Erickson and City Manager Dick Velthon said scaling back may entail such steps as using non-Equity actors, cutting back theatrical runs by one week, decreasing the number of plays produced from eight to five or six, and shortening the center’s season by one month.

The season typically runs from October to May. Eight plays of four-week runs were scheduled during the current season.

Denee Jordan, the artistic director of Plexus, said her company turned to the Santa Paula Theater because of uncertainty about the center’s direction.

“I feel that they are unsure as to what they’ll be doing in the next season,” she said. “I needed to look out for my own company.”

DuPont, who also served as a volunteer publicist for the center, blamed his departure on what he viewed as the Port Hueneme administrators’ lack of respect for artists.

“They were treated either as flaky children or amateurs, or people who knew nothing about what they were doing,” he said. “The recreation department coordinators think they know more about art than the artists.”

Bertucci, whose salary was between $22,000 and $28,000, would not elaborate on his departure, except to say city officials had no objections to the way he was running the center.

Before coming to Port Hueneme, Bertucci had been a director for the Twentieth Century Fox Repertory Theatre, a stage manager for a production at the Los Angeles Actors Theatre, and a producer and writer for a Los Angeles advertising agency.

A More Important Concern

For now, however, AIDS is a more important concern to him.

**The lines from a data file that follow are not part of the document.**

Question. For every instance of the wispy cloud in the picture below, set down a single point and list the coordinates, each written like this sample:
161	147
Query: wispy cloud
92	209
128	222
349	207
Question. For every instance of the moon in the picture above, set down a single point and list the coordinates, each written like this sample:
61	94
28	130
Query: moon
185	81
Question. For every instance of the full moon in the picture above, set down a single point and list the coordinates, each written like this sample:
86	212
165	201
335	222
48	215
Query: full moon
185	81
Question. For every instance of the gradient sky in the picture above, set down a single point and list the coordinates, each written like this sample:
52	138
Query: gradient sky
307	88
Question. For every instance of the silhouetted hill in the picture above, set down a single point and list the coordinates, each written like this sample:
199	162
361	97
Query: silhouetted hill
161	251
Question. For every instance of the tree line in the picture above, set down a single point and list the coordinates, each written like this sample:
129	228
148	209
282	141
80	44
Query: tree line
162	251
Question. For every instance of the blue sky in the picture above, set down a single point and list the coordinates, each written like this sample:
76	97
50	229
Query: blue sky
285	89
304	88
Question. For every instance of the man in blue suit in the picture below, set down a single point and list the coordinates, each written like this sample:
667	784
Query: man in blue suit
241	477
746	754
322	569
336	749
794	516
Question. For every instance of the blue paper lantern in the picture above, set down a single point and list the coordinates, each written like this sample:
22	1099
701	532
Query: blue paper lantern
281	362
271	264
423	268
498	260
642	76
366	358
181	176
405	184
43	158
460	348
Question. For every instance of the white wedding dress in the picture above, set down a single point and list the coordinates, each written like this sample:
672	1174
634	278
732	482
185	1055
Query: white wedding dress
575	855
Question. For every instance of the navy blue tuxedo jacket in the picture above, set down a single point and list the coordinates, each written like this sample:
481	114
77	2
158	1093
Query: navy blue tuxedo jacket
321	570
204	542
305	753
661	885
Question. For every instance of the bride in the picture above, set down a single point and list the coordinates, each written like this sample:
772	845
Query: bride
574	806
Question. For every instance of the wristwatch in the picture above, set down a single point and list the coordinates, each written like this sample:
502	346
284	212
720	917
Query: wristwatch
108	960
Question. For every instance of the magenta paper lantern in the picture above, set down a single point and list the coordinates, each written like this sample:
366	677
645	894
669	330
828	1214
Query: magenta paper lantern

“I see the devastation that this disease leaves, and I need to do this,” he said last week. “I’m leaving for very personal reasons.”

But Jordan said Bertucci had wearied of disputes with the city over other uses of the facility, where high school and civic groups hold performances, and which can be rented for weddings and banquets through the city’s Recreation and Community Services Department.

“There were many instances when rehearsal was needed but the space couldn’t be had because the facility had been rented to a non-performance group,” Jordan said. “The center is very much a facility for graduation dances, beauty pageants and banquets. . . . Joe’s departure meant the performances side of the performance center didn’t win over the recreational side.”

Burns Taft, the artistic director of the Ventura County Master Chorale, said such conflicts have represented “a big problem” for the center last season, but dwindled in the current season.

“The first season we were there, we had to juggle our schedule around quite a bit because the facility was rented out for weddings,” he said.

City officials defended the community’s uses of the 4-year-old complex and downplayed the importance and frequency of scheduling conflicts.

“Anytime you have a multipurpose facility, you have a conflict of priorities,” Mayor Wright said.